Artist's Cheesy Border Wall Troll Will 'Make America Grate Again'

Cosimo Cavallaro tackles a wedge issue.

|

A Los Angeles artist has found a cheesy way to make a grate point about a wedge issue in American politics.

Cosimo Cavallaro's past projects include a 6-foot-tall milk-chocolate sculpture of Jesus and a hotel room covered in 1,000 pounds of melted mozzarella cheese. His latest effort: A 6-foot-high, 3-foot-wide wall of expired cheese in close proximity to America's southern border. The cheese wall, which Cavallaro says he wants to extend 1,000 feet at a cost of $300,000, is meant to mock President Donald Trump's proposed wall on the U.S.–Mexico border.

"To spend all this money to keep dividing the countries, I think is a waste," he tells the Los Angeles Times. "You see the waste in my wall, but you can't see the waste in [Trump's] $10 billion wall, which in time will be removed?"

Cavallaro started building on Monday and has posted videos to Facebook documenting his progress.

According to the project's website, Cavallaro started with enough funds for a 25-foot long wall made of 200 blocks of spoiled cotija cheese.
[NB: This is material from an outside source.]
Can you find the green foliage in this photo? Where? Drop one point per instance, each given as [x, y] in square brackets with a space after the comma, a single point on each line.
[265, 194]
Each block costs about $100, The Sacramento Bee reports, so he's crowdfunding the rest. A GoFundMe page has raised about $1,435 of his $300,000 goal. He's also selling cheese-related apparel, including a "Make America Grate Again" t-shirt. (The "Grate" is actually just an image of a cheese grater.)

Art Above Ground/Facebook

"The simplicity of the wall is that it shows and exposes the waste," he adds in a promotional video. "You take a piece of cheese, and after a certain date you have to throw it. I don't know why. Maybe that's part of the whole system of Congress. You must waste cheese to keep making cheese here."

While that metaphor may be a bit strained, Cavallaro is making a valid point about waste and the wall. Trump is trying to use about $8 billion of money from different sources to build the project. In reality, it will cost much more. In fact, erecting the wall is likely to cost as much as $28 billion, followed by $48.3 billion in maintenance expenses over the first decade. All this for a structure that will be ineffective at blocking both illegal immigration and illegal drugs. And don't even get me started on all the private property that'll be seized in the process. (There are many other reasons why building a border wall would be a bad idea, which you can read about here.)

The wall has attracted several other trolly responses. Last year there was the "Ladders to Get Over Trump's Wall" campaign, and in 2017 the company behind Cards Against Humanity announced it had bought a plot of land on the U.S.–Mexico border in order to make it "as time-consuming and expensive as possible" for Trump to build his wall. (Though since Trump doesn't care all that much for private property rights, it was likely for naught.)

Cavallaro's cheese wall won't stop Trump from building anything, so it's a purely symbolic form of protest. But it is a very well-Krafted troll.